What would we lose in a world without books?
“When young people are introduced to books themselves, they become very excited and enthusiastic.” (Azar Nafisi, Iranian bestselling author)
As Nafisi points out, reading not only helps us think, but also helps us to imagine our place in the world, and sympathise with others. It’s an antidote to intolerance that she believes is the solution to the malaise afflicting Americans, especially the younger generations. Reading provides a passport to the Republic of Imagination, a “country without borders accessible to anyone who opens a book”.

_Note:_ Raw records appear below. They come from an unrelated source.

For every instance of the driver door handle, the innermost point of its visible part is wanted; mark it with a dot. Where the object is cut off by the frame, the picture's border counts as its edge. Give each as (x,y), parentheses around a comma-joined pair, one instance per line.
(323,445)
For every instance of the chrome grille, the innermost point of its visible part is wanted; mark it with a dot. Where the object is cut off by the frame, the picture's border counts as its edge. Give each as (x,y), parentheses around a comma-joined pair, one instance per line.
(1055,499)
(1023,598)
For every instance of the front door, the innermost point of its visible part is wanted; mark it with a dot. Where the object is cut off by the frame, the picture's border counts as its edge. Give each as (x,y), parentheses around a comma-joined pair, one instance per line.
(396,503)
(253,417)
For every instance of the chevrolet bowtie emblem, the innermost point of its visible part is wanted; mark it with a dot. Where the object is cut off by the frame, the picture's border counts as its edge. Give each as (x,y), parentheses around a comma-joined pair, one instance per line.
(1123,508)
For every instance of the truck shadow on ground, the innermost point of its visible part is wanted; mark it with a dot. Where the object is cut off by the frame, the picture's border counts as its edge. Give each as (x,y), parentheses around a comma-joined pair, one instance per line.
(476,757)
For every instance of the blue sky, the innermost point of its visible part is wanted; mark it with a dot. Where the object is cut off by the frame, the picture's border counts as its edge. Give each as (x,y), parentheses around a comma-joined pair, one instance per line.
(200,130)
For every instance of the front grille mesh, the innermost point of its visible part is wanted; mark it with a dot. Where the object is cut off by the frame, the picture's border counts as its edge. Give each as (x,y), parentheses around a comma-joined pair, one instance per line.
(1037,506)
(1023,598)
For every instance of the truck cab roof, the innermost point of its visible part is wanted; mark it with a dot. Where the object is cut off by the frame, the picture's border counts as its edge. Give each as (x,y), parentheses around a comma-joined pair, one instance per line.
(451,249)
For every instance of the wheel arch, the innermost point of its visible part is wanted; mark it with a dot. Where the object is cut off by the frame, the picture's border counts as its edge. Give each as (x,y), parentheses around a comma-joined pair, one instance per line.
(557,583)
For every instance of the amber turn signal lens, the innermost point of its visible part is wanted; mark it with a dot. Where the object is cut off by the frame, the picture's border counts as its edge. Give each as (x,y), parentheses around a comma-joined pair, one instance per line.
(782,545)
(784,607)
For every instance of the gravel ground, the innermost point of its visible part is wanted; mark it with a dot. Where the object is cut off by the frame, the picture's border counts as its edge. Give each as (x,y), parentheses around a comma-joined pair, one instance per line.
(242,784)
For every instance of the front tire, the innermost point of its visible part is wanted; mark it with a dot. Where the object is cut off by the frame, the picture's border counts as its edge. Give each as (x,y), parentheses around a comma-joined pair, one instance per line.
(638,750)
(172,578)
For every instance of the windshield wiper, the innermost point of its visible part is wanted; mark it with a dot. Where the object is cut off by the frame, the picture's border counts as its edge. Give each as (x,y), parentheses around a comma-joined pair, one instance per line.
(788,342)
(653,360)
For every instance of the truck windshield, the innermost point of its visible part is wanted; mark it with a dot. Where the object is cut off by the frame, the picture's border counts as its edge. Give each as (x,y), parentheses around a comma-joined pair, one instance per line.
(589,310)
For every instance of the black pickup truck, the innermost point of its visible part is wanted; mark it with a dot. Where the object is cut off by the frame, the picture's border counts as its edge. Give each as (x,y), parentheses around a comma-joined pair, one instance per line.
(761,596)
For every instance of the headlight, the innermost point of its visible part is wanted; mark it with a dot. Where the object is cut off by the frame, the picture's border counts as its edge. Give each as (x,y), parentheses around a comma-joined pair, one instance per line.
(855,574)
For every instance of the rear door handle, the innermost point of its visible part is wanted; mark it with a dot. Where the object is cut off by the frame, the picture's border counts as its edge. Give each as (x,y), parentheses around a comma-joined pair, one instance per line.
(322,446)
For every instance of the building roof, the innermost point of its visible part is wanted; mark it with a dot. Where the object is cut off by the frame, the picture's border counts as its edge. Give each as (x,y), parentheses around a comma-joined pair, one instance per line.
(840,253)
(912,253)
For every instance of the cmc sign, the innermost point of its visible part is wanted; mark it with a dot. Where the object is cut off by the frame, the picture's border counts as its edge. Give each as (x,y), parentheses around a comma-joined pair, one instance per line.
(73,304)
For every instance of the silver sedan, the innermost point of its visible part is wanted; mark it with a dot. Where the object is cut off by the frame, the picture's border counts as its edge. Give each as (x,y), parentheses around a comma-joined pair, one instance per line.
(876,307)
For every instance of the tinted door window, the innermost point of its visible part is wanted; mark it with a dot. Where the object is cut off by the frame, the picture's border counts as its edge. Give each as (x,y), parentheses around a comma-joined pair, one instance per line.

A former lecturer at the Tehran University, Azar Nafisi’s bestselling novel Reading Lolita in Tehran has been translated into more than 30 languages. She has since written, “The Republic of the Imagination”. She encourages parents to think about the benefits of books and the impact of the imagination on our wellbeing and on our emotional intelligence: “If we are preparing our children to face and confront life then we have to teach them to see and confront and imagine life at its best and its worst. That is one of the things that imagination does for us.” She also believes that the iPhone and iPad generation does not provide sufficient meaning or passion in young people’s lives. “When young people are introduced to books themselves, they become very excited and enthusiastic.” Books, she believes, satisfies their hunger for passion and for meaning in a way that technological gadgets can never do. (See, “Passport to a better world”, Andrew Purcell, The Age, 27/6/15.)
So perhaps even from a selfish perspective, as parents wishing to protect the heart and soul of the family, a little reading goes a long way.